Ciekawostką jest fakt, że nie tylko Kubańczycy i Latynosi wybierają już Hiszpanię. Coraz więcej Niemców, Anglików, Francuzów, Włochów i Amerykanów przeprowadza się do tego kraju iberyjskiego. Niektórzy po prostu szukają cieplejszego klimatu, podczas gdy inni przyjeżdżają w poszukiwaniu czegoś, co – jak czują – utracili we własnej ojczyźnie: dobrobytu. Aby się o tym przekonać, wystarczy wybrać się na wycieczkę do takich miast jak Madryt, Barcelona, ​​Walencja, a nawet do nadmorskich miejscowości nad Morzem Śródziemnym.

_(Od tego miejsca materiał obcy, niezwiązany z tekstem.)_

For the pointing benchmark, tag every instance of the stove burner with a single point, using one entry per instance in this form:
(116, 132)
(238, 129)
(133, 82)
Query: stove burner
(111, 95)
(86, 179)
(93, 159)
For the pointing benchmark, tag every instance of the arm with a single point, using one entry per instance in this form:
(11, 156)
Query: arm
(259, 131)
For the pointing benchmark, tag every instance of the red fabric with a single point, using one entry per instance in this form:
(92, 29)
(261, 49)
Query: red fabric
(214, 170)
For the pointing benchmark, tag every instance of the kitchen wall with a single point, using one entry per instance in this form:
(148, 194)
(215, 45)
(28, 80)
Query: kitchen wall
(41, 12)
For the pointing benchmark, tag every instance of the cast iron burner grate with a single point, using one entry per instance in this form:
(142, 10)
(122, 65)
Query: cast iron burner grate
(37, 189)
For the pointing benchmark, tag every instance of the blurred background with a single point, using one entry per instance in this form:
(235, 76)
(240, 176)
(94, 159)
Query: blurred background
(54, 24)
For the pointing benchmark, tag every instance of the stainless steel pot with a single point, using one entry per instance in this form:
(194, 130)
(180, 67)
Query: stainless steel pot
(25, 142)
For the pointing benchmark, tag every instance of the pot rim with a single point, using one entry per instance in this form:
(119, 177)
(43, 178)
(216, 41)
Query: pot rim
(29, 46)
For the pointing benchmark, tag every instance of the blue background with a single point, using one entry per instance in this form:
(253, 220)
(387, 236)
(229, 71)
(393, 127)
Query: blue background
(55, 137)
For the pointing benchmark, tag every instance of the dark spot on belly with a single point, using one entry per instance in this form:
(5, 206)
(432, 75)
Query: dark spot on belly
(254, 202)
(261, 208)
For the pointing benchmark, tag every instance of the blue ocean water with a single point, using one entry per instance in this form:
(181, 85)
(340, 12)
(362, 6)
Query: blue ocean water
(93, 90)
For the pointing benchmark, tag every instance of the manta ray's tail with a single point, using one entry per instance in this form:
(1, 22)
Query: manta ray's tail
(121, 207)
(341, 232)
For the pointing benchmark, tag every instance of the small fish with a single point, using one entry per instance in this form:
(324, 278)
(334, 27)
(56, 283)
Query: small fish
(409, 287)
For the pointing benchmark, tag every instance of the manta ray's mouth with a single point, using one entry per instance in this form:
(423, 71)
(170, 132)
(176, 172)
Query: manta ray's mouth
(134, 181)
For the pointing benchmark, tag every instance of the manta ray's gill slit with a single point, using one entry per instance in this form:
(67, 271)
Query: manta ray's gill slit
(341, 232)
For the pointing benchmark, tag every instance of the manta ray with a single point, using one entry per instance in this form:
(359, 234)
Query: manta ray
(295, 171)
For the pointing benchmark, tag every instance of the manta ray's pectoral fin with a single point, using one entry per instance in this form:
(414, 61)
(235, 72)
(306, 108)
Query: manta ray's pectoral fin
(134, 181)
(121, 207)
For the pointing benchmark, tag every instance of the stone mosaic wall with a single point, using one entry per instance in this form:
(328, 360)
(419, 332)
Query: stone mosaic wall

Wielu robi to w ramach pracy zdalnej, inni z myślą o przejściu na emeryturę. „Wszystko jest tu łatwiejsze. Ludzie są przyjaźni, pogoda jest cudowna, życie jest przyjemne” – mówi były nauczyciel z Nowego Jorku, który osiedlił się w Granadzie. Jedno jest pewne: Hiszpania stała się realną alternatywą dla Stanów Zjednoczonych, nie tylko jako miejsce na wakacje, ale także jako miejsce do życia, założenia rodziny i godnego starzenia się.

1 komentarz na temat „Życie jest lepsze niż w Stanach Zjednoczonych”: Kraj europejski preferowany przez wielu emigrantów z Kuby

  1. Wszystko, co mówią ci ludzie, jest tak samo prawdziwe, jak wypicie szklanki wody. Ja bym tego nie zniósł. Jadłam go dwa razy i nigdy mi nie smakował.

Możliwość dodawania komentarzy nie jest dostępna.